Sausalito-based Brief ( describes itself as a “personal trainer” for a company’s business relationships. According to Ranere, Brief creates a new networking “habit” that could be used by more than 75 million freelancers and small service businesses worldwide that need to sell themselves but lack the time and inclination to do this consistently. By analyzing a firm’s emails, calendar events and social media interactions, Brief automatically generates daily suggestions about connecting with the right people at the right time.

“Follow this person on Twitter because you emailed them two weeks ago and they never replied,” Ranere said, giving an example of such a recommendation.

These suggestions are sent to a mobile app so users can view them on the go without interrupting the workday.


• Byte Foods uses Internet-connected vending kiosks placed in company locations to serve fresh, healthful meals and snacks 24 hours a day in offices that lack such options. Byte licenses the refrigerated kiosks, outfitted with a tablet and RFID sensors.

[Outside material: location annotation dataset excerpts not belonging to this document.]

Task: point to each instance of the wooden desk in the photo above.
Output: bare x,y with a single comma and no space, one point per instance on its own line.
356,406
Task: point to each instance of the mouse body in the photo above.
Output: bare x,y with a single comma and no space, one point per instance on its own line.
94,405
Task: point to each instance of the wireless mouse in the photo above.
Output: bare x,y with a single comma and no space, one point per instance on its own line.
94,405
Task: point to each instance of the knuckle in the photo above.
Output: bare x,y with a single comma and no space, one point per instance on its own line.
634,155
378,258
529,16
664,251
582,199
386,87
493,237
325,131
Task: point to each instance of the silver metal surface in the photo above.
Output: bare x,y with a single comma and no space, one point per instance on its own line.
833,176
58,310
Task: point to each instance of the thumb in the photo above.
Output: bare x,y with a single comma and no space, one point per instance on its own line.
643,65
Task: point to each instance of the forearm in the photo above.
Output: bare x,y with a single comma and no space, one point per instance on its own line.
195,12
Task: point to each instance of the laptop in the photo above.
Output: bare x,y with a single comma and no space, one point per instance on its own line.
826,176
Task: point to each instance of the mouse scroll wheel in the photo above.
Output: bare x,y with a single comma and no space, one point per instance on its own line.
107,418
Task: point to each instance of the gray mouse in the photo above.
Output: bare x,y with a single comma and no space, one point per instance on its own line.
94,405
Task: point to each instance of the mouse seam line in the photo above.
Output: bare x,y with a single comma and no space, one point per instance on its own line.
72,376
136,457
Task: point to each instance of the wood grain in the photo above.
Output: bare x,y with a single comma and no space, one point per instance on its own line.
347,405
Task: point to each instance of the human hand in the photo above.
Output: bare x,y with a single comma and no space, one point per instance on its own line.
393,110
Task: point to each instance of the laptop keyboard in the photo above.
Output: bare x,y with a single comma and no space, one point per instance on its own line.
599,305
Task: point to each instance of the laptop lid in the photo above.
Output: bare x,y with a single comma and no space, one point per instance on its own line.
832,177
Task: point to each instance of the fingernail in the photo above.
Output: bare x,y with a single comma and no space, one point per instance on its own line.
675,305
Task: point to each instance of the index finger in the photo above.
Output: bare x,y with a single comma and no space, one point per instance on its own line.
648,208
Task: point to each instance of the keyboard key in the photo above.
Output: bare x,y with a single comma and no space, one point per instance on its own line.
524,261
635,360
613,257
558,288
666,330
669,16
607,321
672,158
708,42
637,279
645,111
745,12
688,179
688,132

Employees can swipe their credit or debit cards in the system and purchase what they want.

• New Gen Surgical Inc. develops and manufactures sustainably designed, single-use medical devices.

• Cuberg plans to bring to market next-generation lithium ion batteries that can store twice as much energy as batteries in use today using patented solid electrolytic technology.


• Giggle Therapeutics makes high quality, cannabis-infused, seasoned culinary condiments for medical cannabis patients.

• The Town Kitchen delivers chef-created box lunches while employing low-income youth while giving them training and college course credit.

• Switch Vehicles Inc. teaches students in a STEM based curriculum manufacturing skills associated with building an electric vehicle.

• Wind-to-Green LLC develops a special use and market for anhydrous ammonia that could be used for a new type of battery, for the solid storage of hydrogen or for the synthesis of NH3 as well as for a fuel cell.

• The Temple Massager manufactures a device to relieve PTSD stress anxiety and facial muscle tension.

• Sonoma Science Labs produce a one-time home use diagnostic instrument for detecting venereal disease in women using an inexpensive pH reader.

• NowArchive provides the first visual discovery platform and marketplace for sharing and selling news photos and videos instantly with the media.

• Eazl distributes video-based MBA-type courses to 30,000 people worldwide.


The half-day Innovation Summit agenda also featured a keynote address by John Webley, founder of Petaluma-based Trevi Systems, a forward-osmosis water-desalinization system provider, on “Innovation as Economic Development.” He said creating an environment conducive to innovation requires six enablers for success: good schools, good universities, a stable society, a pleasant environment, a rich societal fabric (with art, music, etc.) and a supportive local government willing to issue expedited permits, and also offering incentives and business incubators.

“Innovations must be sustainable, respect human life and dignity and enrich our lives over the long term,” he said.

Another highlight of the Summit was a panel devoted to innovation moderated by Louis Stewart, deputy director of Innovation and Entrepreneurship in the Governor’s Office of Business and Economic Development, or Go Biz. On the panel were Kristen Madden, director of Creative Sonoma; Boku Kodama, managing director of the Renaissance Marin Entrepreneurship Center; and Paul Tasner, co-founder and CEO of PulpWorks Inc.

Another guest was Che Voigt, board chairman of the North Bay Angels.